Super honeypot

“One small swing for Swan. One giant blow to mankind.”

If you believe that where’s there’s smoke, there’s fire, superannuation is going to cop a bullet to the head in next week’s Federal Budget. A little bit like Danny Glover revoking “diplomatic immunity” in Lethal Weapon 2.

The low-tax environment that is super could be about to change. Radically for some Australians. And as a result, there’ll be a lot less “super” about superannuation.

Like bees and bears posturing over a full honeypot, it’s looking increasingly like the Federal Government is going to stick its great big paw into the $1.4 trillion super bucket – angering hundreds of thousands of little worker bees – next week.

It’s not a bad analogy. Super is a huge pot of money that the government taxes relatively lightly. And when your budget in troubled, digging deeper into the super pot is an easy way of raising revenue.

The government is hell-bent on “balancing” this budget to keep an election promise. It’s not a promise Labor particularly wants to keep. But they feel obliged to deliver for credibility’s sake.

The smoke? Leaks suggest that the government is considering changing the way that money is taxed going into super.

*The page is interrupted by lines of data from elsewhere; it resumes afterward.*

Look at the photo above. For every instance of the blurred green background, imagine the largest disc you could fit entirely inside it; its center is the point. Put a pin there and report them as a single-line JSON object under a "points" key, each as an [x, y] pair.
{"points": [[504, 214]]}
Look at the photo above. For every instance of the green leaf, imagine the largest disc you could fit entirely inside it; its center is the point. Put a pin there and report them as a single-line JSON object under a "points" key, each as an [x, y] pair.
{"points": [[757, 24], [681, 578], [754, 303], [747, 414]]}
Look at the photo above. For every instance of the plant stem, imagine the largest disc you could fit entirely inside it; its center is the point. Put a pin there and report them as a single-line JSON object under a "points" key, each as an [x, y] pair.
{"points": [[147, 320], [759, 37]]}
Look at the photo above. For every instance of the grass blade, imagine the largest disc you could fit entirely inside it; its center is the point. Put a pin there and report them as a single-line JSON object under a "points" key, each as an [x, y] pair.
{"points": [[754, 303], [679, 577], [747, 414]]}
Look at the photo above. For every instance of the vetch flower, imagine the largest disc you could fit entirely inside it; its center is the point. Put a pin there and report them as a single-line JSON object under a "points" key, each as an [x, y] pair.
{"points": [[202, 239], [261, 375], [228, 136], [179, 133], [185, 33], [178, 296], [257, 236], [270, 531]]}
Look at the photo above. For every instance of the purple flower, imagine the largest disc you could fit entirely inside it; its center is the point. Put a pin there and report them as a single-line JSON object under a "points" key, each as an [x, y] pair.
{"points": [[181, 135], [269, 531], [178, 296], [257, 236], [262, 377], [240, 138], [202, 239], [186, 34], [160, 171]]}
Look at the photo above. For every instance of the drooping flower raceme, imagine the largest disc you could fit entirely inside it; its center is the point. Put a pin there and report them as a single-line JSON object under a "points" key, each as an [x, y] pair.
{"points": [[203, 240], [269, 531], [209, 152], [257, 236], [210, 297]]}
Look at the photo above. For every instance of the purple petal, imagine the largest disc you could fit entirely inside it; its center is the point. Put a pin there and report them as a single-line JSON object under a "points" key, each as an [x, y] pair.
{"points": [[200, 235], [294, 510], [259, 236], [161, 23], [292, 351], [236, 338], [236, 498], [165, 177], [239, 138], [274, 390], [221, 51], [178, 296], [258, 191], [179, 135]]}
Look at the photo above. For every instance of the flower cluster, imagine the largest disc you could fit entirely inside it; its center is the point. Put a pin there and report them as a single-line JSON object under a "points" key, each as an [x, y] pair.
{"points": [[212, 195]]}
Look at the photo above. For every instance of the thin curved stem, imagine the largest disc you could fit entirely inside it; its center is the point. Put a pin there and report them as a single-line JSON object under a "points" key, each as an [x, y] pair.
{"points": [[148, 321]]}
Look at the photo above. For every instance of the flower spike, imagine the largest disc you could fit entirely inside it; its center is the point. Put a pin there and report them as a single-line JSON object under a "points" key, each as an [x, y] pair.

That is, Labor feels that higher-earning Australians don’t pay enough tax on money on its way into super.

And making them pay relatively more seems almost a certainty, starting immediately.

Plenty of individual Australians, in the various parts of their lives that makes them up as a whole taxpayer, are going to feel this budget in their hip pocket. You can’t go from a big deficit to a “balanced” budget without inflicting widespread pain.

But in my opinion, it’s a shame that one of the things that looks like it will be heavily targeted (super) is something that encourages people to plan for their future. Given super’s nature, it would appear the more people use super as part of their financial planning, the harder they are going to be hit in this Budget.

Super makes you look further into the future than whatever sweetener you might get in regards to the carbon tax. Or not.

The government will spin it as putting “fairness” back into the system. And some upcoming changes will, no doubt, do that.

It’s hard to argue the Low Income Superannuation Contribution won’t improve fairness. LISC, previously announced and due to start on July 1, will mean that anyone earning less than $37,000 will have their super contributions tax refunded (essentially worth up to $500).

But another measure that is looking likely is far more sinister. And that is that the low-rate contributions tax (15 per cent) when putting money into super becomes a rebate instead of a flat-rate tax.

What’s the difference? Well, instead of everyone paying a flat rate tax of 15 per cent on their super (concessional) contributions, they would instead pay something closer to their marginal tax rate.

This would essentially be an expansion of LISC. LISC is an admission that some people shouldn’t pay super contributions tax at all, because they don’t earn enough and are, in essence, penalised for putting money into super. Currently, they’re taxed at 15 per cent. LISC will mean that their contributions tax will be rebated in full.

Under the rules to start on July 1, if you earn less than $37,000, you’ll pay no super contributions tax. If you earn more than $37,000, you pay 15 per cent on super contributions. But, it would appear, that’s not fair enough.

Interestingly, the government didn’t refute the leaks. They weren’t denied. They weren’t pooh-poohed. They were simply ignored. And that says volumes.

The real problem is this. Continual changes to superannuation turns people off. Despite the recent negative changes to superannuation, super is still a tax-friendly way to save for retirement that provides incentive.

We’ll have to wait another week to see whether Treasurer Swan revokes super’s taxation semi-immunity. And while the government is likely to make its changes effective from July 1, you have a chance to act now.

If you do give a rat’s about your super, then be ready to act swiftly when the Budget is announced.

You may get a once-off opportunity to make a big tax saving by contributing sooner rather than later.